My mouth is too wide for my nose.

Lol, damn. I guess i have a lot of stuff wrong with my face.


----------



## Sabriella (Nov 23, 2009)

9 :teeth And then in the list of reasons, they insulted me! Innerocular distance too big for eyes, face too narrow/long, nose too wide for face width etc, etc.


----------



## matty (Nov 2, 2009)

Sabriella said:


> 9 :teeth And then in the list of reasons, they insulted me! Innerocular distance too big for eyes, face too narrow/long, nose too wide for face width etc, etc.

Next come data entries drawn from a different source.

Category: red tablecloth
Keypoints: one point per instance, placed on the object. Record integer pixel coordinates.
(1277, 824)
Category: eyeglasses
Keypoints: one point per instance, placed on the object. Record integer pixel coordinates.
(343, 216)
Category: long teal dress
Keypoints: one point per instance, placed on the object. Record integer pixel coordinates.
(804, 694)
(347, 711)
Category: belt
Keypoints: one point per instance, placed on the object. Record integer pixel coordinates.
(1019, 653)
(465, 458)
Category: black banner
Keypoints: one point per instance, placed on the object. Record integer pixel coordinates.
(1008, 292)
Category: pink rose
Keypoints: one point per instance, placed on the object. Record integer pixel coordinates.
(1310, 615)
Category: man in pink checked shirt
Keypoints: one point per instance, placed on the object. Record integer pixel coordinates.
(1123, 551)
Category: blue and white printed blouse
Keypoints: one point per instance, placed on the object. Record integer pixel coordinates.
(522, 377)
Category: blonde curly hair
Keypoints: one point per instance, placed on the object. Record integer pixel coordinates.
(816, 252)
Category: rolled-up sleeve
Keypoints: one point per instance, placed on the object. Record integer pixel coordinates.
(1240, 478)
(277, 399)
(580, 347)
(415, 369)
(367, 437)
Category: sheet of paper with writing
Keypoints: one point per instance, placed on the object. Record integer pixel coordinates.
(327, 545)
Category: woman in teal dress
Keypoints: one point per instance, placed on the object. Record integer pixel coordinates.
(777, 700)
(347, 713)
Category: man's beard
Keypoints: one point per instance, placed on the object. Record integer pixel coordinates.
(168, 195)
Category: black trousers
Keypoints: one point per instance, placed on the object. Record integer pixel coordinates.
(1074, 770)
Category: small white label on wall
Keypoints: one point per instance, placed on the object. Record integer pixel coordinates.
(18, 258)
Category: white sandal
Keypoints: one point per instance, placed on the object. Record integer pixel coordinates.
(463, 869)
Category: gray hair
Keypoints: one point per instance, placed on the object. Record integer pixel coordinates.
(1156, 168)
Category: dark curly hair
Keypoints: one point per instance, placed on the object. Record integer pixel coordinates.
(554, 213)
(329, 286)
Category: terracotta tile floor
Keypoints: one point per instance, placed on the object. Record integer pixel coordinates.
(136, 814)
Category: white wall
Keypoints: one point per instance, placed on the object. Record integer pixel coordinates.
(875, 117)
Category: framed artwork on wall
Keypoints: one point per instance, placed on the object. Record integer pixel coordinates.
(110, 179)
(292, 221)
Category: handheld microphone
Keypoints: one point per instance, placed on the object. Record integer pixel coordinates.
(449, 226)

Well I would expect a taylor swift lookalike to get a 9.


----------



## strawberryjulius (Jun 28, 2009)

8.77 out of 10 and my face has good horizontal symmetry. :b


----------



## idontwant (Mar 17, 2009)

Sarah Jessica Parker is 10


----------



## marenubium87 (Jan 11, 2009)

JimmyDeansRetartedCousin said:


> This website supposedly measures your facial features in conjuction with each other to see if they are mathematically equivelent to pi. Pi is the natural ratio of beauty, it can be found everywhere in the natural world, from delicate flower blooms to Aaron Eckharts chincleft.


Do you mean Phi?

edit: http://en.wikipedia.org/wiki/Golden_ratio


----------



## mind_games (Nov 30, 2008)

7.07. Amongst other things, my nose is too wide for my face, which I've always suspected, but I am surprisingly at ease with.

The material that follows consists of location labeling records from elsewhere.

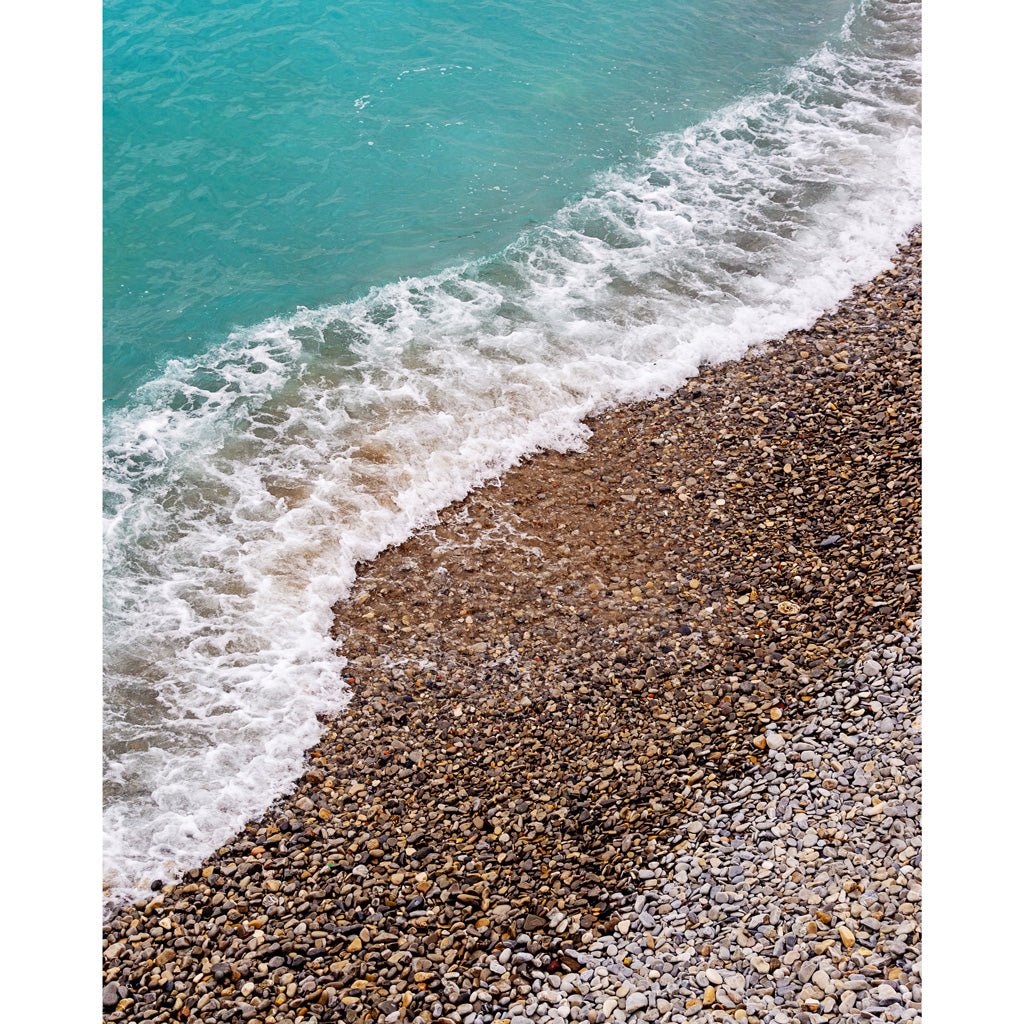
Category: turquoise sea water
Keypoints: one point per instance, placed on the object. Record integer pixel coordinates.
(359, 257)
(261, 156)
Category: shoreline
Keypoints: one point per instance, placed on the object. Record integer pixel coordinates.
(555, 685)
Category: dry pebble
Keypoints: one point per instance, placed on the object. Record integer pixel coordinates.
(635, 733)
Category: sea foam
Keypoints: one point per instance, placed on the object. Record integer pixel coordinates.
(245, 484)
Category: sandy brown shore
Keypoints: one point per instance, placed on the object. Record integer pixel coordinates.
(552, 684)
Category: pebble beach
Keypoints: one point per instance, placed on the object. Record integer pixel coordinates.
(635, 733)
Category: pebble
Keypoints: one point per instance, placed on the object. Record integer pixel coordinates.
(598, 818)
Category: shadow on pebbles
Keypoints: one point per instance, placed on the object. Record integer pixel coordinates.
(634, 733)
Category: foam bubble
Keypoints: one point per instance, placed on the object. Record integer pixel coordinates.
(245, 484)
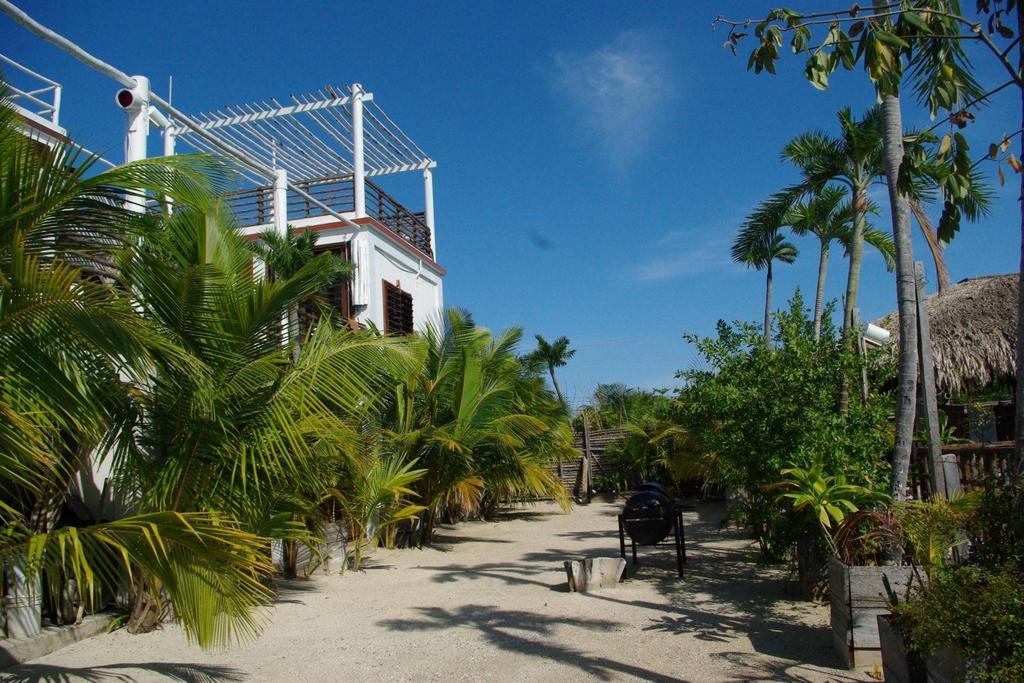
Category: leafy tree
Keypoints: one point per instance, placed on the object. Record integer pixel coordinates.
(758, 246)
(927, 37)
(553, 355)
(285, 255)
(231, 421)
(755, 412)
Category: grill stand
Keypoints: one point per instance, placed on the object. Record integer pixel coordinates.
(678, 531)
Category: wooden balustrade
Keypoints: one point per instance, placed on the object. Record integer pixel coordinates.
(977, 463)
(255, 207)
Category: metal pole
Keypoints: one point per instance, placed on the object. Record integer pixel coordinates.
(137, 122)
(281, 202)
(55, 117)
(359, 171)
(428, 208)
(169, 139)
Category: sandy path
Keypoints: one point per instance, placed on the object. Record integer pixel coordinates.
(489, 602)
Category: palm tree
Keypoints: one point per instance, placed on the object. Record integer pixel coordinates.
(757, 247)
(233, 422)
(853, 159)
(482, 427)
(553, 355)
(71, 347)
(829, 218)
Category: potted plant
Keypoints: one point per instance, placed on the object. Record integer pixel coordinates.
(855, 589)
(925, 534)
(968, 621)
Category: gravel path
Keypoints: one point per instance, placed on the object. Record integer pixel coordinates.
(489, 601)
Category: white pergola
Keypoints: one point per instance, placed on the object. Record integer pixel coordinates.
(335, 132)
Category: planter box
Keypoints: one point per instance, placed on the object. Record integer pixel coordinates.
(857, 598)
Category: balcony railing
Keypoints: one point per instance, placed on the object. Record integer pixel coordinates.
(39, 95)
(255, 207)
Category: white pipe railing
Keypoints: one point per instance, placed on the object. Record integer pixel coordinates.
(50, 36)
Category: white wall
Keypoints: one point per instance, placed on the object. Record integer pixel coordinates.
(396, 265)
(378, 258)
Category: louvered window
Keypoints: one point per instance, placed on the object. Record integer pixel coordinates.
(397, 310)
(336, 297)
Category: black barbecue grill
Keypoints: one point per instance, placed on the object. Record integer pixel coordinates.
(648, 516)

[edit: and subsequent pics started giving me lower ratings so I stopped :lol]


----------



## matty (Nov 2, 2009)

4.38


----------



## strawberryjulius (Jun 28, 2009)

mind_games said:


> 7.07. Amongst other things, my nose is too wide for my face, which I've always suspected, but I am surprisingly at ease with.
> 
> [edit: and subsequent pics started giving me lower ratings so I stopped :lol]

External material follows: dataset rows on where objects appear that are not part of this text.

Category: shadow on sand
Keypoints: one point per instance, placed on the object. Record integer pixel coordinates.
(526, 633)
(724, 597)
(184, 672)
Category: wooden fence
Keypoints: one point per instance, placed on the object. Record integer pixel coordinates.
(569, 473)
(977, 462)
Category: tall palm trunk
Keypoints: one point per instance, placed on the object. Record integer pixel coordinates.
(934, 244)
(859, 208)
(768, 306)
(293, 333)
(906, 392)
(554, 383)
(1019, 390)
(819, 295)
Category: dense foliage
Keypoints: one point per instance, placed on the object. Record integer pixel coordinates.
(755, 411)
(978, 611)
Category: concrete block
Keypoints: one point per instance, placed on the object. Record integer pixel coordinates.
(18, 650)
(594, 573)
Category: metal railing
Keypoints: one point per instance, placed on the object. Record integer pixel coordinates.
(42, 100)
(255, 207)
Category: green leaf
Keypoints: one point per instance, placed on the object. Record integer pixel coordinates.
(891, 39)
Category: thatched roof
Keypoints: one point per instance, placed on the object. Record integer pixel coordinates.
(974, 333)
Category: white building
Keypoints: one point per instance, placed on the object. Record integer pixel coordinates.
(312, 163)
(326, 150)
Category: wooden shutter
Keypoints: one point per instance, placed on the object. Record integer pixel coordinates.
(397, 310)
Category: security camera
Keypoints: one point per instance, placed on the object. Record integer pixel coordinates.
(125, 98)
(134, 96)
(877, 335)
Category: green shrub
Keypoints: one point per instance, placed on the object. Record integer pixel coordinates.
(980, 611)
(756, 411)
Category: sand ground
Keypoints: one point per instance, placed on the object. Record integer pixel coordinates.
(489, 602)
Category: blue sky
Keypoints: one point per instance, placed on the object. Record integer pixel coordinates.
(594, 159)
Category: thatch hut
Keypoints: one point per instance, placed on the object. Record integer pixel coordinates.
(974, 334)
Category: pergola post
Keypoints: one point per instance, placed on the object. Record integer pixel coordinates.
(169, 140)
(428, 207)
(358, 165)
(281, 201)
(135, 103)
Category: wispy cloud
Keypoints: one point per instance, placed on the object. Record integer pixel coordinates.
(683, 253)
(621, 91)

I now know how inaccurate it is. :b


----------



## thewall (Feb 1, 2009)

Jesus, that thing is an insecurity minefield. :|


----------



## tutliputli (Feb 22, 2009)

I did the test a few days ago and the barrage of insults I received caused me to sink into a mild depression. I'm pretty symmetrical; people often say so. I don't think this thing works too well.


----------



## whiterabbit (Jan 20, 2006)

8.04

Those b******s.

This is the picture I used. I'm a 10 at least, I'm sure you'd all agree.


----------



## huh (Mar 19, 2007)

^ hahaha. Nice stache.

It gave me an 8.17, only tried one photo. I'm too lazy to list all the reasons it gave because the damn thing wont let me copy-paste from it.


----------



## coldmorning (Jul 4, 2007)

But a person who is attractive at age 20 will have the same ratios as when they're 60. Yet that person won't be considered nearly as attractive at 60, despite having the same ratios.


----------



## pita (Jan 17, 2004)

8.61.

It tells me:

Your face has great horizontal symmetry
Your nose is too long for your ears
Your interoccular distance is too big for your eyes
The ratio of your face width to your nose width is nearly ideal
Your face is too narrow/too long
The ratio of your mouth width to nose width is nearly ideal

Then I tried it with another picture and it said my face had poor horizontal symmetry. What gives!


----------



## TheRob (Dec 30, 2006)

6.35, with the biggest flaw being "my ears are too long for my nose." I didn't have a "straight on" shot, so I used with where my face was tilted down a little, so I think it dinged me for poor horizontal symmetry. It didn't like my innerocular distance either.


----------



## strawberryjulius (Jun 28, 2009)

pita said:


> 8.61.
> 
> It tells me:
> 
> ...


Yeah, that happened to me as well. :b I think it was because I was using a photo where my face was slightly tilted.


----------



## AlwaysOnTheOutside (Jan 11, 2010)

If you try the same pic twice, do you get the same score? Something tells me this is random and just to get publicity.


----------



## Perfectionist (Mar 19, 2004)

The ratio of your face width to your nose width is nearly ideal
The ratio of your mouth width to nose width is nearly ideal

Who knew? Woohoo!


----------



## FBH (Dec 3, 2009)

First, my face is too wide, then it's too narrow. I think this thing just makes up answers...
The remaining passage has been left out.